Libération

L’aide américaine toujours otage de jeux politicien­s

Bloqué depuis des mois, le soutien militaire à Kyiv est au programme de la rentrée du Congrès mais demeure très incertain.

- Julien Gester Correspond­ant à New York

Si l’on s’en tient aux signaux émis par la Maison Blanche, rien, en deux ans, n’a fléchi du soutien offert par les Etats-Unis à l’Ukraine depuis le déferlemen­t de troupes et bombes russes sur le pays. Dans les faits pourtant, alors que les législateu­rs américains effectuent cette semaine leur rentrée printanièr­e avec un cassetête ukrainien une fois de plus à leur programme, cela fait depuis décembre 2022 que le Congrès n’a plus approuvé de nouveau chèque à l’ordre de Kyiv. Une éternité, si l’on considère ce que sacrifient chaque jour les Ukrainiens.

Sous pavillon démocrate à l’époque, comme la Maison Blanche et le Sénat, la Chambre des représenta­nts est depuis passée aux mains des républicai­ns – et a changé de tête à deux reprises. Une nouvelle majorité conservatr­ice – étroite, instable, portée sur l’autosabota­ge, mais majorité tout de même– au sein de laquelle l’isolationn­isme à la sauce «America First» de Donald Trump a prospéré. Gagnant du terrain parmi les élus conservate­urs comme au sein de l’opinion, cette ligne aura miné et différé depuis un an et demi les perspectiv­es de renflouer les moyens alloués à Kyiv.

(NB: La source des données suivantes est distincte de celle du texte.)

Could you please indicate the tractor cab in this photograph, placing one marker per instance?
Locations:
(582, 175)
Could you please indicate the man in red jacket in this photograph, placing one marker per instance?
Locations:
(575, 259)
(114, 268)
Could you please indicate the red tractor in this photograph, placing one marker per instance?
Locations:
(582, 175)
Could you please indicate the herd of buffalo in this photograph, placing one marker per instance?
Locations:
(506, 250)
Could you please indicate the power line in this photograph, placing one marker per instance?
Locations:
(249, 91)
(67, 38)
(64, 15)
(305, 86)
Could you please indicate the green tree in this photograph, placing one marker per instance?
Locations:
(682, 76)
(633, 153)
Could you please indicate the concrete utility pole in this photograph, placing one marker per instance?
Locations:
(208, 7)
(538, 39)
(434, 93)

Ultraréac. Un paquet à 95 milliards de dollars d’aide étrangère (soit environ 87 milliards d’euros, dont près de deux tiers pour l’Ukraine) demeure enlisé dans les limbes de la Chambre basse alors que Joe Biden le réclame depuis octobre. Tout comme son homologue ukrainien, Volodymyr Zelensky, qui a prévenu dimanche, sur un ton grave : «Si le Congrès n’aide pas l’Ukraine, l’Ukraine perdra la guerre.» Lui-même opposé à la poursuite du soutien à Kyiv avant d’être élevé au perchoir, l’actuel «speaker» républicai­n, Mike Johnson, ultraréac aussi policé qu’inexpérime­nté, semble pourtant s’être résolu à mettre le texte au vote.

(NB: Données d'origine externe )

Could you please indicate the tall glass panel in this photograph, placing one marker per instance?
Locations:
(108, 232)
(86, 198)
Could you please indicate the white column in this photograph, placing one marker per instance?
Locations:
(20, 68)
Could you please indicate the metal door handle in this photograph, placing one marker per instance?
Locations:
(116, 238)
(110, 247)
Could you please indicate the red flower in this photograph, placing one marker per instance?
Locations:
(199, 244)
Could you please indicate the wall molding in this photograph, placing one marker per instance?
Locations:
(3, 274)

L’heure du dégel tardif seraitelle venue ? Rien n’est moins sûr, tant l’allocation à Kyiv des milliards promis de longue date demeure l’otage de transactio­ns complexes, aux deux extrémités du spectre politicien. A droite, Johnson cherche la bonne formule pour faire gober à ses troupes hostiles la liste de courses de Biden, déjà avalisée au Sénat par démocrates et républicai­ns old school. Il envisagera­it ainsi d’enrober l’affaire de diverses mesures essentiell­ement cosmétique­s, en légalisant la liquidatio­n des actifs russes gelés depuis 2022 pour financer les besoins de l’Ukraine (mais cela ne couvrirait pas le dixième de ce que Kyiv attend), ou en déguisant les subsides de Washington en un prêt (mais à taux zéro et annulable à terme), pour faire mine de s’aligner sur la promesse trumpienne de ne plus envoyer un dollar à l’étranger qui ne prenne la forme d’une créance. Immigratio­n. Mais des obstacles au passage du texte se font désormais aussi jour à gauche. Cet automne, Biden avait cru surmonter les réticences isolationn­istes en liant, au sein du même plan, le sort des 60 milliards escomptés pour Kyiv à 14 autres milliards destinés à accompagne­r Israël dans sa guerre contre le Hamas, au nom d’un principe commun de défense des démocratie­s alliées. Pur coup rhétorico-tactique, qui entendait emporter le morceau en surfant sur un rarissime élan d’union sacrée au lendemain de l’attaque du 7 octobre. Cela n’aura toutefois pas suffi, les républicai­ns exigeant au préalable une vaste réforme de l’immigratio­n – qu’aussitôt négociée, les mêmes se seront ensuite cyniquemen­t empressés de torpiller, afin de laisser Trump faire campagne à sa guise sur ce thème. Entretemps, les mois ont filé, baignés de flots d’images et nouvelles d’épouvante venus de Gaza. Opposés à la poursuite des envois d’armes en masse à Israël, des dizaines d’élus démocrates s’élèvent désormais contre ce discutable attelage, et l’élan transparti­san aura donc fait long feu, pour s’évanouir à son tour, comme celui qui avait naguère porté le ralliement unanime derrière l’Ukraine envahie début 2022.